今月の説教要旨
2004年9月
(牧師) 司祭 マタイ 西川 征士

2004年9月5日(聖霊降臨後第十四主日)

『キリストに従うことの厳しさ』

(テキスト=『ルカによる福音書』第14章25〜33節)

 この福音書の記事では、キリストの<弟子になる条件>がテーマとなっていますが、わたくしたち信者に対しても教えられる厳しい信仰の道が語られているものです。要するに、「神の国」に入れられることへの「厳しさ」が強調されています。

 野球選手にも「おいしいところ取り」ばかりする奴がいて、よく腹が立つことがあります。裏を返せば、チャンスに強い選手とも言えるのかも知れないが、信仰生活においては、「おいしいところ取り」ばかり狙っていては駄目だということでしょう。

 「神の国」は誰にも門戸が開かれているものの、「招かれる人は多いが、選ばれる人は少ない。」(マタイによる福音書第22章14節)、「先にいる多くの者が後になり、後にいる多くの者が先になる。」(マルコによる福音書第10章31節)等という厳しい教えもたくさん出てきます。

 中でも、今朝の福音書の「父、母、妻、子供、兄弟、姉妹を、更に自分の命であろうとも、これを憎まないなら、わたしの弟子ではあり得ない。」(同26節)、「同じように、自分の持ち物を一切捨てないならば、あなたがたのだれ一人としてわたしの弟子ではあり得ない。」(同33節)は滅茶苦茶厳しい言葉です。

 ずいぶん前から社会問題になっているある団体では、文字通り、父母、兄弟、家族を捨てよ、家族はサタン(悪魔)であると説き、つかまえた人を家族から隔離させ、洗脳します。

 果たしてイエス様はそんな恐ろしいことを語っておられるのでしょうか。

 イエス様に従おうとした人が、「主よ、先ず、父を葬りに行かせてください。」(マタイによる福音書第8章21節)と言ったら、イエス様は「死んでいる者たちに、自分たちの死者を葬らせなさい。」(同22節)と、いかにも非情な厳しいことを言われました。

 このように、「神の国」に入れられる道、永遠の命を頂く道、イエス様に従う道、信仰の道の厳しさを極端な言葉で教えておられるのです。弟子たちが「それでは、だれが救われるのだろうか。」(マタイによる福音書第19章25節)といった気持はわたくしたちも同じでしょう。

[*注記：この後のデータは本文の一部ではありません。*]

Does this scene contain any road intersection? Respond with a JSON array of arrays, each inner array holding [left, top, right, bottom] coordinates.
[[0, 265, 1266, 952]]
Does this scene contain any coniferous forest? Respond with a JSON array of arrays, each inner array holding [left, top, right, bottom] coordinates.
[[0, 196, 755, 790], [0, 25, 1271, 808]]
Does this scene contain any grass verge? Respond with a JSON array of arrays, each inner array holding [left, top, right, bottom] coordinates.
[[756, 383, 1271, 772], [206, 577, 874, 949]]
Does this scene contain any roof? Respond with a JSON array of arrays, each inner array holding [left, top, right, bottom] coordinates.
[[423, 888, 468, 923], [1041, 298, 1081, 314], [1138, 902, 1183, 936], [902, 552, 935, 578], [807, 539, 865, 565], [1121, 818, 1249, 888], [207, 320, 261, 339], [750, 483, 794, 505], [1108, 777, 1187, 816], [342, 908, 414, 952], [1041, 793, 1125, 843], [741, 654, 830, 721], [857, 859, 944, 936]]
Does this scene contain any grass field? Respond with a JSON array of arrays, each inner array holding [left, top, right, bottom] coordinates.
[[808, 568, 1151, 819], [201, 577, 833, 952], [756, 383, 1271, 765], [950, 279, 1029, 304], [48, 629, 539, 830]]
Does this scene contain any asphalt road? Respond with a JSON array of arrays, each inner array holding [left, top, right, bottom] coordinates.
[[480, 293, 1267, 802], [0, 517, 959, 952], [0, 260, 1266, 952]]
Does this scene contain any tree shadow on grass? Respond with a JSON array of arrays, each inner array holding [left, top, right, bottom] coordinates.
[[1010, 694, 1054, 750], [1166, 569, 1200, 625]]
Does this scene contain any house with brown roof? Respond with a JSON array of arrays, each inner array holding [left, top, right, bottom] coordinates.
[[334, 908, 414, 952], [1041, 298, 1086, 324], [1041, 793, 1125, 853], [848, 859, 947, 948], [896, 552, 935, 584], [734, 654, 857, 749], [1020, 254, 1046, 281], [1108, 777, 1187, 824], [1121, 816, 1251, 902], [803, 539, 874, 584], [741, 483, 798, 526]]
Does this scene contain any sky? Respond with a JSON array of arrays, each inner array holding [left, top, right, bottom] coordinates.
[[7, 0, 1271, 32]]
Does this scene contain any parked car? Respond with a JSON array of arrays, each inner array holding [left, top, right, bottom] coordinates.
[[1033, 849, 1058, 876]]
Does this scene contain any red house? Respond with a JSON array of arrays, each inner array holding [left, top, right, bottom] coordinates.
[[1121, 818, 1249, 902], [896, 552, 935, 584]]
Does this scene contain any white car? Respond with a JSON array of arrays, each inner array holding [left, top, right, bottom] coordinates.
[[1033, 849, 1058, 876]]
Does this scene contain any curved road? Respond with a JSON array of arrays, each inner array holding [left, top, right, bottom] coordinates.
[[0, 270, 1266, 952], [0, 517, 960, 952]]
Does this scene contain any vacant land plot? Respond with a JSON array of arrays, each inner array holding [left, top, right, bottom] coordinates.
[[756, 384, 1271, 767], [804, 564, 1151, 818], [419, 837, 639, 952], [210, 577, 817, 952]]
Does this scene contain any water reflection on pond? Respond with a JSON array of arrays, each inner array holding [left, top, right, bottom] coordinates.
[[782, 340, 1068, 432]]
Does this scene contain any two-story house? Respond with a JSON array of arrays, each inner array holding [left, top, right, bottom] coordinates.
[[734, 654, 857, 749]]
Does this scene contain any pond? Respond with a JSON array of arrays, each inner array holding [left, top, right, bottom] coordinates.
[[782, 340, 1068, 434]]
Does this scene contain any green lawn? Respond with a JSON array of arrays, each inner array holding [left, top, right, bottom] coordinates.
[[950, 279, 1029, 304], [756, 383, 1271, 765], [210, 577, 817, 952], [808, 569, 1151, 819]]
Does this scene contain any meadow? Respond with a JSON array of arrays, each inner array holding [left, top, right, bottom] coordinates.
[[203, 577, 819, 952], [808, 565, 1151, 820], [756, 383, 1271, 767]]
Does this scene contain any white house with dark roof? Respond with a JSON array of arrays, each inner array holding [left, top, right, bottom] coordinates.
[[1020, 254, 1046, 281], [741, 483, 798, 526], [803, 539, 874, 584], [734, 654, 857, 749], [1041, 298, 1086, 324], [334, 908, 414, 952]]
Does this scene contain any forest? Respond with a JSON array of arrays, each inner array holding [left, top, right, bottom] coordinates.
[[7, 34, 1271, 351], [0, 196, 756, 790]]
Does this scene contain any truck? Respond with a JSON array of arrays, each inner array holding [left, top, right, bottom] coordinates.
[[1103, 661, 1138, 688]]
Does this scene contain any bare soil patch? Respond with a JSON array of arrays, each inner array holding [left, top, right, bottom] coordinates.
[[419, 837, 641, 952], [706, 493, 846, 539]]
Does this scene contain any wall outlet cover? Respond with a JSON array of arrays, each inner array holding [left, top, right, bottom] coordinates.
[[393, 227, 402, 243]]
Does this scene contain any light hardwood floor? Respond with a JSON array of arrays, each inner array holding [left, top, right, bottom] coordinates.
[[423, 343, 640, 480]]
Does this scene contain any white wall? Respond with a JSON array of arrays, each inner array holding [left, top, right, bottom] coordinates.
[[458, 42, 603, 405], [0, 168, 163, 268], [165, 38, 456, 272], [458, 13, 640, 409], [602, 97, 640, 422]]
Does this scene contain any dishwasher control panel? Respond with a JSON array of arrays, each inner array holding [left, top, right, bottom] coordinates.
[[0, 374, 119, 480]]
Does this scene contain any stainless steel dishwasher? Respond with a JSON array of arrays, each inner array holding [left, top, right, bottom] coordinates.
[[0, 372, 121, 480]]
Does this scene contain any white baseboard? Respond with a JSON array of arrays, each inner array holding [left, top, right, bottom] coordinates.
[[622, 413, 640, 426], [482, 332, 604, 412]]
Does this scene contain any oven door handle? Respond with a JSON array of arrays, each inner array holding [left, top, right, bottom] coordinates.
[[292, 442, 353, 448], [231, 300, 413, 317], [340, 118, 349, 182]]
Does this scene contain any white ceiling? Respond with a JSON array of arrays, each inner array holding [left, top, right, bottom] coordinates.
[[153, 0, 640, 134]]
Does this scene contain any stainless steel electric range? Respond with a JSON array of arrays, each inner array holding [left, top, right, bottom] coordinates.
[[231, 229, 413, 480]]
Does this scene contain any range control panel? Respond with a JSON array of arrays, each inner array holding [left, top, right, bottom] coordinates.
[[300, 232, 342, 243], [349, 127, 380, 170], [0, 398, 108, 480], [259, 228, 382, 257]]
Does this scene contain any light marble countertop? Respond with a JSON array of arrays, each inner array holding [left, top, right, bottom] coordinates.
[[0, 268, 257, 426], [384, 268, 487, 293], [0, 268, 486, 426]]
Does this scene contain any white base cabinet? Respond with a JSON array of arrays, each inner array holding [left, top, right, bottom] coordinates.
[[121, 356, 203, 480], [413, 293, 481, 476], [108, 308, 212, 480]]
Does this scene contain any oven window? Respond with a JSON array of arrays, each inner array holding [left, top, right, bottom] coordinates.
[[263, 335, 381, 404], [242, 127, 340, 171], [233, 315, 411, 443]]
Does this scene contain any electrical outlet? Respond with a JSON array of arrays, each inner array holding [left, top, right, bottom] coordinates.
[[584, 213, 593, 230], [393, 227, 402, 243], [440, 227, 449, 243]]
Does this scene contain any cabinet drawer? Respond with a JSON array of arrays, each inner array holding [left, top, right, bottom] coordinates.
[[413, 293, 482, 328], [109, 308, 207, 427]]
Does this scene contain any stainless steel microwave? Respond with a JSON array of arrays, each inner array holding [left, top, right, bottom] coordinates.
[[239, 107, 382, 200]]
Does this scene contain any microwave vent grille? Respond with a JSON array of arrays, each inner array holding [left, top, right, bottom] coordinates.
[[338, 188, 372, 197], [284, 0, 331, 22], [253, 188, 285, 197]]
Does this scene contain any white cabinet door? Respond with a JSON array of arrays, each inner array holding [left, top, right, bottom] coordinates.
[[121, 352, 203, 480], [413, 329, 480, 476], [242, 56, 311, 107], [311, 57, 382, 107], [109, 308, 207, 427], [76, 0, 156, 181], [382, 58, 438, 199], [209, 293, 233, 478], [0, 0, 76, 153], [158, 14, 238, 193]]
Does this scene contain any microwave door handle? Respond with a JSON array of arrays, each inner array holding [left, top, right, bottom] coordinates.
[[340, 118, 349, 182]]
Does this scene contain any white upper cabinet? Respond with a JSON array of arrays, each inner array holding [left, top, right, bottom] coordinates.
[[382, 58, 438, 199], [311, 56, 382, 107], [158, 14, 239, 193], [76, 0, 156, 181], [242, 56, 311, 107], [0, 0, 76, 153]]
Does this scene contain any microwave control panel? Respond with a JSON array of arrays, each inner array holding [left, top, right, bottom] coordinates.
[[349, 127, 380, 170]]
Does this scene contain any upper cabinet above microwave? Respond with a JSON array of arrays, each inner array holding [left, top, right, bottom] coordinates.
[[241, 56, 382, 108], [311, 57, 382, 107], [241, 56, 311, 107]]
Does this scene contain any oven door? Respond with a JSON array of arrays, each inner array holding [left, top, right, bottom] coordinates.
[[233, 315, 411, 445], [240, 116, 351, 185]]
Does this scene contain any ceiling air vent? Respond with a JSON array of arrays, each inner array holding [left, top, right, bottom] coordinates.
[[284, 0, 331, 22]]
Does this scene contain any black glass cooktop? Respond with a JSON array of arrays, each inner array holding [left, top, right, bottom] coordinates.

 これらような主の命令は、<自分の十字架を背負う>(ルカによる福音書第9章:23節)ことと同じです。もしわたくしたちもそのような命令を受けたら、大きな悩み・苦しみとなるでしょう。しかし、その苦しみの十字架を、イエス様の十字架として負いつつ従えという意味で、本当に神の国に入れられることの厳しさがあるという訳です。

 また、わたくしたちは常に家族、財産、自分の生活など、<この世>への執着心があります。そして、<あの世>(信仰の世界)のことに対して<いい加減さ><安易さ>を露呈してしまいます。主に従いきれないため、本当の神の恵み、永遠の命を得られなくしてしまっていると言えます。

 この記事の二つの譬えでも教えているように、神の道にはいるにも、ぞれなりの<熟慮>と<計算>を必要としています。<命>に係わる世界のことだから、決して安易に考えてはならないと言うことであります。<この世のもの>との訣別・放棄を覚悟しなければなりません。「わたしたちは、何も持たずに世に生まれ、世を去るときは何も持って行くことができないからです。」(テモテの手紙2第6章7節)

 主はどうして、こんな教えを人気をはくしている<群衆>の前で話されたのでしょう? この群衆はイエス様のエルサレム入城の時、「万歳」(ホサナ)を歓呼します。しかし、イエス様が捕らえられると、みんなイエス様を見捨てます。あの強がりのペトロさえ、イエス様に従いきれませんでした。やはり、その信仰にどこか<安易さ><軟弱さ><誤解>があったのでしょうか。

 わたくしたちはイエス様に従おうとしている者たちです。神様の恵みの<おいしいところ取り>だけを狙うものであってはなりません。<熟慮>や<計算>もそれなりのものを持つことを教えられています。<感謝、感謝>だけではなく、真剣さと忠実さも要求されています。<福音>と共に<警告>も受け止め、忠実な信仰を養いましょう。